Education Fund: Our priority is to help underprivileged youth successfully enter and complete a four-year college program. Candidates include Operation Jump Start (Long Beach, CA), which provides adult mentors to inner-city youth; Buffalo Prep (Buffalo, NY), which identifies talented minority students and provides scholarships and tutoring to help them enter high-quality private schools and go on to selective colleges; Minds Matter of NYC (New York), which matches struggling students with Manhattan professionals who serve as tutors and mentors; Heads Up (Washington, DC), which uses parents and college students as tutors, mentors and coaches; Harlem Educational Activities Fund (New York), which operates an 11-year program of academic enrichment and personal development; and Helping Teens Succeed (Atlanta, GA), providing high school coaching and enrichment and a four-week summer program to teach reading, writing, math and research skills.
Humanitarian Relief Fund: Our priority is to help displaced children worldwide. Candidate charities include Shelter for Life (Oshkosh, WI), which provides medium- to long-term assistance to refugees displaced locally and across national borders; Refugees International (Washington), which tries to bring attention to unrecognized refugee crises worldwide; Refugee Relief International (Woodside, CA), which sends volunteer doctors, nurses and medics to strife-torn areas without other medical care; Operation USA (Los Angeles, CA), which provides supplies and other assistance to poor communities facing disasters in the United States and abroad; PARSA (Bisbee, AZ), which helps widows and orphans in Afghanistan and Pakistan support themselves; and the American Refugee Committee (Minneapolis, MN), providing health and other services to displaced persons in the Balkans, Africa and Thailand.
Arts & Culture Fund: Our priority is to help underprivileged children participate in the creative and performing arts. Candidates include the Imagine Bus Project (Sausalito, CA), which converts school buses into mobile art studios to serve children in the San Francisco Bay area; Groove With Me (New York), a dance program for girls and young mothers; DrawBridge (San Francisco, CA), providing weekly art groups for homeless children; Inner-City Arts (Los Angeles), providing art programs for children who attend public schools in depressed areas near the city’s downtown core; and Spirit of Newark (Linden, NJ), providing marching band and drum-and-bugle activities for inner-city children.
Wildlife & Environment Fund: Our priority is to conserve critical habitat worldwide in temperate, tropical and marine environments. Candidate charities include the African Wildlife Foundation (Washington), which seeks to preserve species, habitat and compatible local ways of life; the American Land Conservancy (San Francisco), which acquires land to be held in public trust; the Conservation International Foundation (Washington), which seeks to preserve and protect habitat in 25 “hot spots” around the globe; and Defenders of Wildlife (Washington), which focuses on protecting predator species that serve as indicators of an ecosystem’s health, and which has helped reintroduce and monitor wolves in various parts of their historic range.

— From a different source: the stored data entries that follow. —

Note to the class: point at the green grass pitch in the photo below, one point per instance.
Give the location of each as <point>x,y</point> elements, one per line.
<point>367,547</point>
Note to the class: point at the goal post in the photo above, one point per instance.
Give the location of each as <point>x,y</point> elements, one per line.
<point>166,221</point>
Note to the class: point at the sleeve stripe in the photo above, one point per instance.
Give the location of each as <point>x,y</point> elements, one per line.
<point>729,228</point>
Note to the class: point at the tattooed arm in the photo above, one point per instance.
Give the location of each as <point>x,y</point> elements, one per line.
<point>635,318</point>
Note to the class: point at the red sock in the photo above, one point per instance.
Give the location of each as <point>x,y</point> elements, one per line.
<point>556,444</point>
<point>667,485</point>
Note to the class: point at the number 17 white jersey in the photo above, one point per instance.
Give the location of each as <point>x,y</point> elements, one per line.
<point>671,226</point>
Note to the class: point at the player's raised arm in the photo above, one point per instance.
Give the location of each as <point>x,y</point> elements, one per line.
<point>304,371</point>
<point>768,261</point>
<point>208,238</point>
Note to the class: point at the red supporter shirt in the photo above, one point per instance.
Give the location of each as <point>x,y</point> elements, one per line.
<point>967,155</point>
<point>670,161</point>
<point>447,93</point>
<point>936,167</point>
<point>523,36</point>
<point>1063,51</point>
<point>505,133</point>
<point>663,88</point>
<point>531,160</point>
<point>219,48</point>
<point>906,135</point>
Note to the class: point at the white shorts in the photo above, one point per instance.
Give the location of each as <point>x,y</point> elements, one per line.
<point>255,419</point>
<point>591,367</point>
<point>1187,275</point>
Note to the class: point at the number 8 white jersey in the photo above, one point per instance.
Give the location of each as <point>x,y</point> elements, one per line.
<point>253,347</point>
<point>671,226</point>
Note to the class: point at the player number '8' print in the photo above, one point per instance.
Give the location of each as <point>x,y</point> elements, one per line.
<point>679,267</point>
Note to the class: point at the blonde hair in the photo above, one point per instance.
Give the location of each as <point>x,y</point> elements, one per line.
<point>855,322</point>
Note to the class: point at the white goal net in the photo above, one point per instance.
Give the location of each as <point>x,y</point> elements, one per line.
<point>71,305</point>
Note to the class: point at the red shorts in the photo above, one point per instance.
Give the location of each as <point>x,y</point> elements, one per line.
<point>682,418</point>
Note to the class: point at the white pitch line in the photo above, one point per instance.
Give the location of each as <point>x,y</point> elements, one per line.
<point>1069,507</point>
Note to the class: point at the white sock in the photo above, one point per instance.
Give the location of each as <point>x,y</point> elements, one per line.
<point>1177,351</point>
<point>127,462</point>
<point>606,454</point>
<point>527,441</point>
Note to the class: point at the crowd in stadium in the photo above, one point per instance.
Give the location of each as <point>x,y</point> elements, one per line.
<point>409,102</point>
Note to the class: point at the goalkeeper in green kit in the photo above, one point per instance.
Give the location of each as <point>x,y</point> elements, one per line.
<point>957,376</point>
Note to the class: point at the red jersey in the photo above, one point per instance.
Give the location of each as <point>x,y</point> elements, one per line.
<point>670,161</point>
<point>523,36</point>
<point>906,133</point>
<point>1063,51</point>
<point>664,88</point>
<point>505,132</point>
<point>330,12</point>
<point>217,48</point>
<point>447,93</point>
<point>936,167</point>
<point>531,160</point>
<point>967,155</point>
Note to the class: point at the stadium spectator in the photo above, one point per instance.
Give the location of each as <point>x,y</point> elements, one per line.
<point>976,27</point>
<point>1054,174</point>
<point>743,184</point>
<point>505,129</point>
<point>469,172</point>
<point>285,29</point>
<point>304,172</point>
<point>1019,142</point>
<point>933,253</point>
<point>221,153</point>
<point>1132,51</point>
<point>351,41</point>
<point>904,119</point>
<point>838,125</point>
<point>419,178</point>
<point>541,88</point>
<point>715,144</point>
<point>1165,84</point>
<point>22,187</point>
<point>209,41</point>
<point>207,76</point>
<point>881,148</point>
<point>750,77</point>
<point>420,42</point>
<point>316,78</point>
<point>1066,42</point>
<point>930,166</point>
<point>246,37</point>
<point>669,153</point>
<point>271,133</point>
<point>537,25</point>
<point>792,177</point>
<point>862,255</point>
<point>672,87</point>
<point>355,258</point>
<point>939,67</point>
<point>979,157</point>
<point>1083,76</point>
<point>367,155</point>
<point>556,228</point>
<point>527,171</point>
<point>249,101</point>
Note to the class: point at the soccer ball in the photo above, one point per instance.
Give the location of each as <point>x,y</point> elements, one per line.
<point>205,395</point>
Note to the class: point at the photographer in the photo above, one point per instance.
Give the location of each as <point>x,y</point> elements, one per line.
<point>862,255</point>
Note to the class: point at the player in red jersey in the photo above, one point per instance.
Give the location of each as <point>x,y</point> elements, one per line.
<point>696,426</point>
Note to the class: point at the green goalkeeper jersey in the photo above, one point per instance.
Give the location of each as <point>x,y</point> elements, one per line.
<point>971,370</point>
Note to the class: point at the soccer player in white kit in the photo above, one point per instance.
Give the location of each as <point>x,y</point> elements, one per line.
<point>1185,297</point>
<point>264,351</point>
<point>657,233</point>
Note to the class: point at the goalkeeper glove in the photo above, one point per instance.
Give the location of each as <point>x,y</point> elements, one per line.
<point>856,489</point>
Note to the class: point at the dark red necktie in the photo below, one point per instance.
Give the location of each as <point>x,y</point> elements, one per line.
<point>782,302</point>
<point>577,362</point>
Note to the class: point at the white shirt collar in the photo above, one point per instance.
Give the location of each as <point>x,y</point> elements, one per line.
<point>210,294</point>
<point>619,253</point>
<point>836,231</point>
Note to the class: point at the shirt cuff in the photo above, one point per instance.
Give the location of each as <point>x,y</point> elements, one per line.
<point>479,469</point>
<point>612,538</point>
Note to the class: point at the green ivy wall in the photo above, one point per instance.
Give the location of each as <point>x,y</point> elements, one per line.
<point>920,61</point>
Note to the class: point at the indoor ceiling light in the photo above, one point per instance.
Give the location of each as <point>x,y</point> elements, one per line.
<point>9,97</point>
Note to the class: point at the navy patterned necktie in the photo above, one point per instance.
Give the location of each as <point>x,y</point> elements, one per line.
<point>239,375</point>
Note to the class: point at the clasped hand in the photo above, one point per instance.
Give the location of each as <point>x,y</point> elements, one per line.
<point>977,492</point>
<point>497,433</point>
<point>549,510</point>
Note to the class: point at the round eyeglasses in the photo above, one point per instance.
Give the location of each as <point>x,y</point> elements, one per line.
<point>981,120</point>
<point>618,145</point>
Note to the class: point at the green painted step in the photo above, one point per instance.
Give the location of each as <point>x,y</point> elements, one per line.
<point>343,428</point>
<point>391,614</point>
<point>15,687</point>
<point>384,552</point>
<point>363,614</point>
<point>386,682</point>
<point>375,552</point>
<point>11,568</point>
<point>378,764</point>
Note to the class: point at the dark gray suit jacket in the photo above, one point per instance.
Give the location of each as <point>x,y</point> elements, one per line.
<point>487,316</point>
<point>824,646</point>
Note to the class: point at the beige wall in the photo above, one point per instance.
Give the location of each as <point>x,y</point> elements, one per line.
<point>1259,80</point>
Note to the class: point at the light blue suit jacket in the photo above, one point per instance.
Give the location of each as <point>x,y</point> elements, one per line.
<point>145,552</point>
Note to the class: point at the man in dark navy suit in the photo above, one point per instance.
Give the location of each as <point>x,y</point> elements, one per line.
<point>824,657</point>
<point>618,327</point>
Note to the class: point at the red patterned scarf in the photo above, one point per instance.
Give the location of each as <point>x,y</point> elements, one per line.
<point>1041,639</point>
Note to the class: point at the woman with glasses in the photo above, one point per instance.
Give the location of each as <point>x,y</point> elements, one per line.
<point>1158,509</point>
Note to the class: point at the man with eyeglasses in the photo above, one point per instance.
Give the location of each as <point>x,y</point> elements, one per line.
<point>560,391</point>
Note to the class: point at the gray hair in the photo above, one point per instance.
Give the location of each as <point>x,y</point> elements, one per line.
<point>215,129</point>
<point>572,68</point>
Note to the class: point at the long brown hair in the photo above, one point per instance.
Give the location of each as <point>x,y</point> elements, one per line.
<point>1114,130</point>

Science & Health Fund: Our priority is to support screening, treatment and development of new therapies for sickle cell disease where it is prevalent worldwide. Candidate charities include Children’s Hospital Foundation (Philadelphia, PA), which helped establish Africa’s first newborn sickle cell screening program in Ghana; the Sickle Cell Disease Association of America (Culver City, CA), which supports research, public education, screening and professional conferences on sickle cell; and the American Sickle Cell Anemia Association (Cleveland, OH), which seeks to ensure the availability and accessibility of sickle cell services.